Remark. The difference between this formulation and the OP's formulation is that $A$ has the same eigenvectors as the given seed $X_0$. Admittedly, this form of $A$ is restrictive, but it is nicer to work with because, as we will see, it simplifies the subsequent calculations.

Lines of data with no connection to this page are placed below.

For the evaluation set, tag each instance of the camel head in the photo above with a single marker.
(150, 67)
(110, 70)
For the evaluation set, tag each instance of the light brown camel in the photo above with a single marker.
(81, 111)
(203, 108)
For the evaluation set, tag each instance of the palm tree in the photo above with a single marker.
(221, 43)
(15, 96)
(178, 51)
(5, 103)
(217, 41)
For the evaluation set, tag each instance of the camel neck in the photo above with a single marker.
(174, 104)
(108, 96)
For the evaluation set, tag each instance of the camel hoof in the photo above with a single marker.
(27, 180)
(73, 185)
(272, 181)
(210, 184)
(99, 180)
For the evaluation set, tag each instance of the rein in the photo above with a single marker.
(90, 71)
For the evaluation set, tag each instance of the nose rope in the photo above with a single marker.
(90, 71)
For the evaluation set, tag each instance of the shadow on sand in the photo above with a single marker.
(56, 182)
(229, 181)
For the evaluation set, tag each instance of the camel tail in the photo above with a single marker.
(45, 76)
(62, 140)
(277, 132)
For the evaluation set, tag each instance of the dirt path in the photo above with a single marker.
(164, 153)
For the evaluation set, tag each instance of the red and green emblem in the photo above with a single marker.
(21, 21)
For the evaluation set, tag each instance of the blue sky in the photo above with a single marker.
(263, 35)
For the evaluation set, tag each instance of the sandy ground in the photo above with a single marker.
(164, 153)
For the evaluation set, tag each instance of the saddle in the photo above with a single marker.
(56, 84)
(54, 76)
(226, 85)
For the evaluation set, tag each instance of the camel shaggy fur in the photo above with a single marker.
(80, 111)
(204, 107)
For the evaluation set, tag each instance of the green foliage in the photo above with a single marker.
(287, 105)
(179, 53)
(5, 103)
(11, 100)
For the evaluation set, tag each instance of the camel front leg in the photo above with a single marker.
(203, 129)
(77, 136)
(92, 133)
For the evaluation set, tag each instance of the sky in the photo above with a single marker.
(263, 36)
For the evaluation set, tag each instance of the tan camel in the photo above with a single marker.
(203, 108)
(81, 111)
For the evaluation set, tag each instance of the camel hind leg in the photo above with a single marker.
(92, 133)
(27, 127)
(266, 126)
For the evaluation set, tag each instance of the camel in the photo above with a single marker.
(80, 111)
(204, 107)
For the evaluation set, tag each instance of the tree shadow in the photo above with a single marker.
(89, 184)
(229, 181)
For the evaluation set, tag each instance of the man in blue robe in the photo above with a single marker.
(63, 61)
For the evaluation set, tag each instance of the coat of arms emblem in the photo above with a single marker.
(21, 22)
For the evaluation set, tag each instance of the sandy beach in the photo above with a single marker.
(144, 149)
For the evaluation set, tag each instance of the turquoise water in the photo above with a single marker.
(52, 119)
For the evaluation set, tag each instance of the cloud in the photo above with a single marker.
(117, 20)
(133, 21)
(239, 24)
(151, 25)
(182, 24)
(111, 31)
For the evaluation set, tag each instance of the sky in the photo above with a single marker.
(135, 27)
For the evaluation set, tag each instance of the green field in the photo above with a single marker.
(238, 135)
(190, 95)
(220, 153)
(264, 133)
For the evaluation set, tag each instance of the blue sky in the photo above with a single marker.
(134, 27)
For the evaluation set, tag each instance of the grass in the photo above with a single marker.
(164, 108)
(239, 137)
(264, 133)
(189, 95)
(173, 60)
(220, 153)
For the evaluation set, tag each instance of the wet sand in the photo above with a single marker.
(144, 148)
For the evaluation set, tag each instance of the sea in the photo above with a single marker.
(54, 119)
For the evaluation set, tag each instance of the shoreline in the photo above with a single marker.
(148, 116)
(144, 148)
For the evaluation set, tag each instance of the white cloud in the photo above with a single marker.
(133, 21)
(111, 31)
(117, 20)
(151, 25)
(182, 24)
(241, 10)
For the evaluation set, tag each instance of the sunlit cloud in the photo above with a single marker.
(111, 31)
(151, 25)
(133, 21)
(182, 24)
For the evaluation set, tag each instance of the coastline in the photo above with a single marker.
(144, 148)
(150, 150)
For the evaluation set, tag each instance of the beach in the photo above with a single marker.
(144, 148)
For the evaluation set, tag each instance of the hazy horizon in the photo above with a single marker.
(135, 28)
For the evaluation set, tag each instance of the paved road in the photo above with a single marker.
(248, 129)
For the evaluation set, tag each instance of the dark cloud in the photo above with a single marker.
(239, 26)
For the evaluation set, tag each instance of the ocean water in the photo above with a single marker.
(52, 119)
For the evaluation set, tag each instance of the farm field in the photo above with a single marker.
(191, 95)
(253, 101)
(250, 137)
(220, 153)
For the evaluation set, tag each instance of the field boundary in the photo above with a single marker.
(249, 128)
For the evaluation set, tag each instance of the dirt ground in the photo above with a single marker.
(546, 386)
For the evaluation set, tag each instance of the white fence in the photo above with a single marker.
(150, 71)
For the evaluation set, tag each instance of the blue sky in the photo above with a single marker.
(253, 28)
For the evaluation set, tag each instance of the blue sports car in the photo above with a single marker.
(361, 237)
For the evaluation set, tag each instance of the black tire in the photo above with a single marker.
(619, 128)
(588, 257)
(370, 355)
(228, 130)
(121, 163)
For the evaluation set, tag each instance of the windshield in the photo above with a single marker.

For the sake of contradiction, suppose that $A \ne I_n$, i.e., not all $\alpha_i = 1$ for $1 \le i \le n$. Since $$ X_0^{1/2} = \sum_{1 \le i \le n} \sqrt{\lambda_i} v_i v_i^T $$ after one step of the recurrence relation we have that: \begin{align*} X_1 &= \sum_{1 \le i,j \le n} \sqrt{\lambda_i} \sqrt{\lambda_j} (v_i^T A v_j) v_i v_j^T \\ &= \sum_{1 \le i,j,k \le n}\sqrt{\lambda_i} \sqrt{\lambda_j} \alpha_k (v_i^T v_k) (v_k^T v_j) v_i v_j^T \\ &= \sum_{1 \le i,j \le n}\sqrt{\lambda_i} \sqrt{\lambda_j} \alpha_i \delta_{ij} v_i v_j^T \qquad \text{($\delta_{ij}$ is the Kronecker delta)}\\ &= \sum_{i=1}^n \lambda_i \alpha_i v_i v_i^T \end{align*} and the unit trace requirement implies that $$ \sum_{i=1}^n \lambda_i \alpha_i = 1 \;. $$ Iterating the above calculation $k$ times, we see that the unit trace requirement implies that $\sum_{i=1}^n \lambda_i \alpha_i^k = 1 $ which, according to our hypotheses, must hold true for any natural number $k \ge 0$. A more transparent way to write this requirement is as: $$ \mathbf{V}^T \boldsymbol{\lambda} = \mathbf{1} \tag{$\star$} $$ where we have introduced an infinite Vandermonde-like matrix and two vectors: $$ \mathbf{V} = \begin{bmatrix} 1 & \alpha_1 & \cdots & \alpha_1^k & \cdots \\ 1 & \alpha_2 & \cdots & \alpha_2^k & \cdots \\ \vdots & \vdots & \ddots & \vdots & \cdots \\ 1 & \alpha_n & \cdots & \alpha_n^k & \cdots \end{bmatrix} \;, \quad \boldsymbol{\lambda} = \begin{bmatrix} \lambda_1 \\ \vdots \\ \lambda_n \end{bmatrix} \;, \quad \mathbf{1} = \begin{bmatrix} 1 \\ 1 \\ \vdots \end{bmatrix} $$ If $\alpha_1 = \cdots = \alpha_n = 1$, then the solution set of ($\star$) basically contains all unit trace matrices that are positive definite. (This is the trivial case.) However, if even one of the eigenvalues of $A$ is not equal to one (the case at hand), then the solution set to this infinite (overdetermined) system of equations is empty, and there exists no $X_0$ that satisfies the hypotheses given above, which is a contradiction that is resolved only if $\alpha_1 = \cdots = \alpha_n = 1$ or $A=I_n$.